Now that success is on his side, Arshad is having fun observing some industry members who are suddenly warming up to him.
 
"Earlier, there used to be a vacuum around me, no one wanted to be near me because I was a failure. In fact, at one of the IIFA awards ceremonies, one of the current top actors was rude to me on my face, in front of so many people. He'd injured his foot and I bailed him out by performing on his behalf at the very last minute.

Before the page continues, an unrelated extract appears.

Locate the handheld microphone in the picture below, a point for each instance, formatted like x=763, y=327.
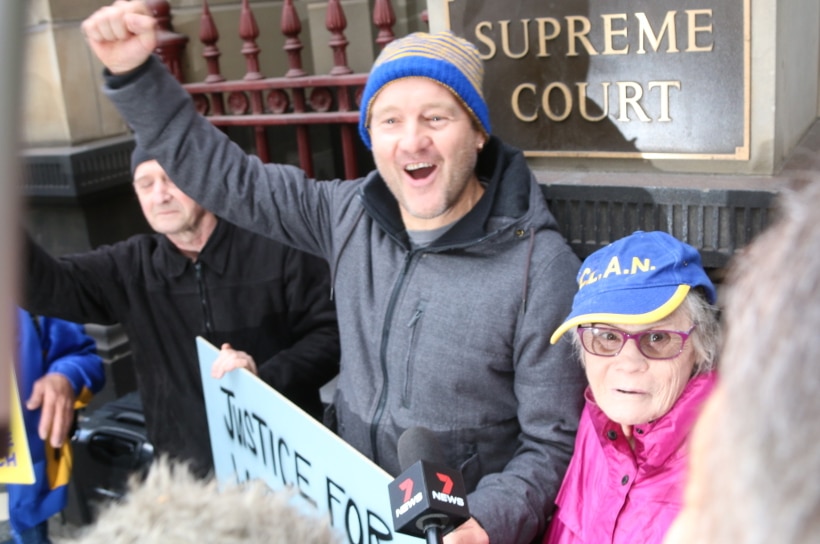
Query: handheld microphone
x=428, y=499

We've even worked together once and delivered a hit."
 
"You never make a true friend here," he says. "There's so much money involved here that you just have to be a good commodity that should be able to generate a better product every time."
 
He adds, "Why do you think I'm offered only comedy roles? My first film saw me as a comedian and no one ever wanted to take a chance with me doing serious roles."
 
While life for Arshad is changing for the better, some things, he admits, will never change. "I still get nervous at the start of my films, my face still breaks into pimples with all the tension," he quips. Post Lagey Raho... his face is radiant. The glow of success?